CASE: Apotex Inc. et. al. v. Adir and Servier Canada Inc. (Federal Court of Appeal)

DRUG: Perindopril (COVERSYL®)

NATURE OF CASE: Patent Infringement Action and Invalidity and Competition Counterclaim

SUCCESSFUL PARTY: Adir and Servier Canada Inc.

DATE OF DECISION: June 30, 2009


On June 30, 2009, the Federal Court of Appeal ("FCA") upheld the decision of Snider J. who had found Canadian Patent No. 1,341,196 ("'196 patent") valid and infringed by Apotex Inc.’s use, sale and export of its Apo-perindopril product1. The FCA found that Apotex’s allegations of error largely related to factual determinations made by the trial judge for which no palpable and overriding error had been shown. Furthermore, Justice Snider did not err in respect of any allegations that related to questions of law. Ogilvy Renault LLP represented Adir and Servier Canada Inc. at both the trial and appeal level.

Apotex’s alleged errors were classified as follows: 1) nature of the invention, 2) obviousness 3) first inventorship, 4) utility, 5) sound prediction, 6) claim 5 corrections and 7) Competition Act .

Nature of the invention – Apotex argued that Snider J. erred in concluding that claims 1, 2, 3 and 5 of the '196 patent disclose one or more inventions distinct from the larger class of compounds described in the specification. Apotex maintained that the general formula found in the disclosure constitutes the invention and nothing else. The FCA rejected this argument, finding that Snider J. followed the jurisprudence which requires claims construction antecedent to issues of infringement and validity. The FCA held that Snider J. did not conclude that each claim discloses a separate invention. Rather, she concluded that "this case is one where reading the claims in light of the specification results in more than one invention". The FCA held that the Patent Act specifically contemplates the possibility of a patent containing more than one invention.

Obviousness – The FCA noted that the question of obviousness is largely a factual inquiry. Snider J.’s decision preceded the recent decision of the Supreme Court of Canada which re-framed the test for obviousness, however the FCA held that her reasoning was consistent therewith. The FCA endorsed and adopted the reasoning of a UK decision (Angiotech) in which the House of Lords held that “the invention is the product specified in a claim and the patentee is entitled to have the question of obviousness determined by reference to his claim and not to some vague paraphrase based upon the extent of his disclosure in the specification.” In dismissing Apotex’s various allegations of error, the FCA found that Apotex’s argument was partly a “rehashing” of its thesis regarding the nature of the invention.

First Inventorship – At trial, Justice Snider dismissed Apotex’s argument that the Adir scientists were not the first inventors of the '196 patent for two reasons: a) Apotex had failed to establish the existence of a "missed conflict" required by s. 61(1)(b); and, b) Apotex had failed to demonstrate that the invention had previously been known or used by another. The FCA found that there was no palpable and overriding error in Snider J.’s "painstaking" review of the evidence which led her to conclude that there was no evidence to show that another (Dr. Smith) was the first to know or use the invention of the '196 patent. The FCA confirmed that to have done so, Dr. Smith must have "planted [her] flag at the precise destination before the patentee" which included either demonstrating or soundly predicting utility of the claimed invention. In view of this finding, the FCA did not need to address section 61(1)(b).

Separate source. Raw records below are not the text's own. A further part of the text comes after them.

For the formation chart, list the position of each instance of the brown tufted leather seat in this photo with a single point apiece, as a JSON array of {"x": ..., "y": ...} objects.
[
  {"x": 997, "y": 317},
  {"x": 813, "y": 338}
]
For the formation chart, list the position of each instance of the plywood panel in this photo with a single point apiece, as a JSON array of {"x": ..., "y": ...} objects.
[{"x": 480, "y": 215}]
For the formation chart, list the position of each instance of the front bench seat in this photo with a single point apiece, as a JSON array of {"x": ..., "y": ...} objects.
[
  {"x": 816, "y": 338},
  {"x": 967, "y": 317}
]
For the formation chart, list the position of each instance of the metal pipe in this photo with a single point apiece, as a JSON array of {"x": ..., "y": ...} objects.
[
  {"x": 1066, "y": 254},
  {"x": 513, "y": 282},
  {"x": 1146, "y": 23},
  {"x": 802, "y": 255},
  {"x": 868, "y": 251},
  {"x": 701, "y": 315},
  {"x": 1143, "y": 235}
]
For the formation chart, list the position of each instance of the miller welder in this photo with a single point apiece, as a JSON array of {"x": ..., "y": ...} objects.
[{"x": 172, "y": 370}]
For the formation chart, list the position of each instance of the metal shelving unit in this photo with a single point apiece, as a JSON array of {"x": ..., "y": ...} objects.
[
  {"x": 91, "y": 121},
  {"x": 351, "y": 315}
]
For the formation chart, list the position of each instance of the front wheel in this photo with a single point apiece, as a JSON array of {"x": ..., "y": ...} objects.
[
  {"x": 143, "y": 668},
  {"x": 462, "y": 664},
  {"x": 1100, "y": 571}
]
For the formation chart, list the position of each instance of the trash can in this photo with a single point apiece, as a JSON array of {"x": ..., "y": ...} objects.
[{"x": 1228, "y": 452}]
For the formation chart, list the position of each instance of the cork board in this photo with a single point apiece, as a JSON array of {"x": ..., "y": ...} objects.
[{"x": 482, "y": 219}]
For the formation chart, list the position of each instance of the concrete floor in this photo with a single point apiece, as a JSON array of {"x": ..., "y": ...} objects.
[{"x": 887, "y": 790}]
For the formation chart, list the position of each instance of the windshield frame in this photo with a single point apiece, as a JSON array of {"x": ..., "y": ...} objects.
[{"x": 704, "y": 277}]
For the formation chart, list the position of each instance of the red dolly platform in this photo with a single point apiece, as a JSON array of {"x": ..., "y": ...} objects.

Utility – The FCA held that the promise of a patent is an aspect of claims construction and therefore a question of law generally requiring the assistance of expert evidence, as in this case. The FCA upheld Justice Snider’s finding that the '196 patent promised enzyme inhibition and that therapeutic use was possible but not guaranteed. The FCA also upheld her finding that the abstract cannot be used to construe the promise of the patent (section 175 of the Patent Act). The FCA agreed that the trial judge ought not to have limited the promise to in vitro enzyme inhibition and struck "when measured in vitro" from her conclusion. However, that error did not affect the outcome.

Sound Prediction – The FCA upheld Snider J.’s determination that a patent does not need to soundly predict how to make the invention. Rather, “the sufficiency of disclosure is the appropriate line of inquiry to sustain an allegation that the subject-matter of a patent could not be made.”

Claim 5 Corrections – The FCA found there to be no reason to interfere with Snider J.’s factual findings and that a review of the evidence leads "inescapably" to the conclusion she reached.

Competition Act – The FCA noted that it has repeatedly held that undue impairment of competition cannot be inferred from evidence of the exercise of rights under the Patent Act alone. Apotex’s arguments were based on "speculation" and it failed to demonstrate a palpable and overriding error. The FCA held that there must be “something more” than the mere assertion of patent rights to sustain a violation under s. 45 of the Competition Act. The FCA had "some difficulty conceptualizing that an agreement effecting a remedy that was open to the court to grant and was placed before the court for its approval could constitute an offence under the Competition Act."


The decision has not yet been posted, the citation will be 2009 FCA 222.